Il n’avait pas le droit de perdre, et pourtant, mené 5-2 dans le cinquième set, Moïse Kouame a trouvé les ressources pour réaliser l’un des come-backs les plus spectaculaires de ce Roland-Garros 2026. Le 28 mai, le jeune Français de 17 ans s’est imposé en cinq manches (6-3, 7-5, 3-6, 2-6, 7-6 [10/8]) contre le Paraguayen Adolfo Daniel Vallejo (71e mondial), au terme d’un combat de 4h56 sur le court Suzanne-Lenglen. Une victoire qui confirme que Moïse Kouame n’est pas un phénomène ordinaire.
Moïse Kouame, un come-back de légende au Suzanne-Lenglen
Lancé dans ce deuxième tour avec la confiance de son succès au premier tour contre Marin Cilic, Moïse Kouame a traversé les deux premières manches avec autorité, le poing levé vers sa box, dictant son jeu depuis le fond du court. La troisième et la quatrième manche ont raconté une toute autre histoire : moins tranchant, moins précis, accumulant les doubles fautes et les erreurs directes, le Français a semblé physiquement et mentalement fragilisé face à un Vallejo qui, lui, n’a rien lâché. Mais c’est précisément là que la légende de Moïse Kouame à Roland-Garros 2026 a commencé à s’écrire. Son adversaire a servi pour le match à 5-3 dans le cinquième set. Le jeune Français n’a pas cédé. Galvanisé par les 10 000 spectateurs d’un Suzanne-Lenglen en ébullition, il a remonté ce handicap pour égaliser à 5-5, puis entraîner le match vers un super tie-break décisif. « Quand je me suis retrouvé à 5-3, break, je n’ai jamais cessé d’y croire », a-t-il confié en conférence de presse, citant en exemple Carlos Alcaraz et ses trois balles de match sauvées en finale l’année précédente.

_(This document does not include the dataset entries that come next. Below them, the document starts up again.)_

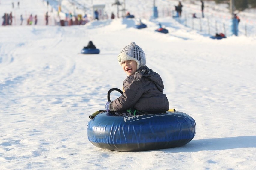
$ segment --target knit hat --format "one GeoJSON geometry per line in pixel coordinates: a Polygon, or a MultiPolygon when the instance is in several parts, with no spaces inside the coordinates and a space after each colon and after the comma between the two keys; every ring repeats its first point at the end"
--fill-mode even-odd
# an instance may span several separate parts
{"type": "Polygon", "coordinates": [[[137,63],[137,69],[146,65],[146,57],[141,48],[132,41],[129,45],[125,47],[117,57],[120,66],[122,63],[127,60],[133,60],[137,63]]]}

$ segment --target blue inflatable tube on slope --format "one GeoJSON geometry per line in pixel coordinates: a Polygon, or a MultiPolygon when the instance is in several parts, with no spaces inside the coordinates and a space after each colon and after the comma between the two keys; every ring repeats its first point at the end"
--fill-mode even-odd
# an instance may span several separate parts
{"type": "Polygon", "coordinates": [[[169,31],[168,31],[168,30],[167,29],[166,29],[165,28],[163,28],[162,29],[159,30],[159,29],[157,29],[157,30],[155,30],[155,31],[158,32],[160,32],[161,33],[163,33],[164,34],[167,34],[169,32],[169,31]]]}
{"type": "Polygon", "coordinates": [[[222,38],[227,38],[226,37],[217,37],[216,36],[211,36],[210,38],[212,39],[217,39],[218,40],[221,40],[222,38]]]}
{"type": "Polygon", "coordinates": [[[99,53],[99,50],[97,49],[83,48],[81,51],[81,53],[84,54],[97,54],[99,53]]]}
{"type": "Polygon", "coordinates": [[[137,28],[137,29],[141,29],[142,28],[145,28],[146,27],[147,25],[146,25],[145,24],[143,23],[142,23],[139,25],[136,25],[135,27],[136,28],[137,28]]]}
{"type": "Polygon", "coordinates": [[[196,133],[195,120],[184,113],[122,116],[105,112],[88,123],[89,141],[102,149],[139,151],[181,146],[196,133]]]}

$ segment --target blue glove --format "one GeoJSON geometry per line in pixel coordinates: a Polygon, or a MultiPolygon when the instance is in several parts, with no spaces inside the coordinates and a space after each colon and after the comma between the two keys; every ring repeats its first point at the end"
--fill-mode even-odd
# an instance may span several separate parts
{"type": "Polygon", "coordinates": [[[106,104],[106,105],[105,106],[105,109],[106,109],[106,111],[108,112],[111,112],[109,110],[109,105],[110,104],[110,101],[107,102],[107,103],[106,104]]]}

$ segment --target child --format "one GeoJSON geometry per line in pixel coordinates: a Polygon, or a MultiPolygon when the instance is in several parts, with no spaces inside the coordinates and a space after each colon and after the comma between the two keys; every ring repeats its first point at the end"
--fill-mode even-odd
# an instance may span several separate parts
{"type": "Polygon", "coordinates": [[[90,49],[96,49],[96,47],[95,47],[95,46],[94,45],[93,43],[93,42],[91,41],[89,41],[89,42],[88,43],[88,45],[87,45],[87,46],[86,47],[84,47],[84,48],[85,49],[88,48],[90,49]]]}
{"type": "Polygon", "coordinates": [[[142,49],[133,41],[123,49],[117,58],[128,76],[123,82],[123,94],[107,103],[106,111],[130,116],[163,113],[168,110],[169,103],[163,92],[163,81],[158,74],[146,66],[142,49]]]}

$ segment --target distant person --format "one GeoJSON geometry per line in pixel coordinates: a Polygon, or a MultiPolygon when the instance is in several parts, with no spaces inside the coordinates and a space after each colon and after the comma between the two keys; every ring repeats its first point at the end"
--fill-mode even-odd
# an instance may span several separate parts
{"type": "Polygon", "coordinates": [[[163,28],[162,27],[162,25],[160,23],[158,24],[158,28],[157,30],[159,31],[161,31],[163,29],[163,28]]]}
{"type": "Polygon", "coordinates": [[[86,47],[84,47],[84,48],[85,49],[96,49],[96,47],[93,45],[93,42],[91,41],[89,41],[88,45],[86,47]]]}
{"type": "Polygon", "coordinates": [[[35,25],[36,25],[37,23],[37,16],[35,15],[35,25]]]}
{"type": "Polygon", "coordinates": [[[6,13],[5,13],[4,14],[4,16],[2,17],[3,18],[3,23],[2,24],[2,25],[6,25],[6,13]]]}
{"type": "Polygon", "coordinates": [[[32,25],[33,23],[33,16],[32,14],[30,14],[29,17],[28,19],[27,24],[28,25],[32,25]]]}
{"type": "Polygon", "coordinates": [[[240,19],[237,16],[237,14],[234,14],[234,18],[236,19],[237,20],[237,22],[238,23],[239,23],[239,22],[240,22],[240,19]]]}
{"type": "Polygon", "coordinates": [[[99,12],[97,9],[94,11],[94,15],[95,16],[95,19],[99,20],[99,12]]]}
{"type": "Polygon", "coordinates": [[[178,6],[175,6],[175,10],[177,12],[179,17],[181,16],[181,12],[182,12],[182,7],[183,5],[181,4],[181,2],[179,1],[179,3],[178,6]]]}
{"type": "Polygon", "coordinates": [[[238,35],[238,23],[240,22],[240,19],[236,14],[234,14],[232,19],[232,24],[231,26],[231,34],[236,36],[238,35]]]}
{"type": "Polygon", "coordinates": [[[23,17],[22,16],[22,14],[20,15],[20,25],[22,25],[22,23],[23,22],[23,17]]]}
{"type": "Polygon", "coordinates": [[[46,22],[45,25],[48,25],[48,18],[49,17],[49,16],[48,16],[48,12],[47,12],[45,14],[45,21],[46,22]]]}
{"type": "Polygon", "coordinates": [[[115,15],[114,14],[114,13],[113,13],[113,12],[112,12],[112,13],[111,13],[111,19],[115,19],[115,15]]]}
{"type": "Polygon", "coordinates": [[[10,20],[10,25],[11,25],[12,24],[12,13],[11,12],[10,13],[10,14],[9,15],[9,19],[10,20]]]}
{"type": "Polygon", "coordinates": [[[202,18],[204,18],[204,16],[203,15],[203,9],[204,8],[204,4],[203,1],[201,1],[201,10],[202,11],[202,18]]]}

Un super tie-break de folie pour décrocher la victoire
Dans le super tie-break, Moïse Kouame a semblé métamorphosé. Parti sur les chapeaux de roues (6-1), il a ensuite été rattrapé par Vallejo (6-6), avant d’être brièvement dépassé. Rien n’a pu entamer sa détermination. Sur sa première balle de match à 9-8, le Français a décroché un passing de coup droit extraordinaire en bout de course, avant de conclure au filet et de s’écrouler sur la terre battue, les bras en croix. Ce geste de pure libération résume à lui seul la performance de Moïse Kouame à Roland-Garros 2026 : une victoire arrachée avec les tripes, la deuxième de sa carrière en Grand Chelem, et la première en cinq sets. Le tout à 17 ans, à un rang mondial (318e) qui ne reflète absolument pas le niveau affiché Porte d’Auteuil. Pour comprendre les racines de cette mentalité hors norme, il faut s’intéresser à un tennis français qui cultive depuis des années une culture de la combativité et de la résistance dans les moments décisifs.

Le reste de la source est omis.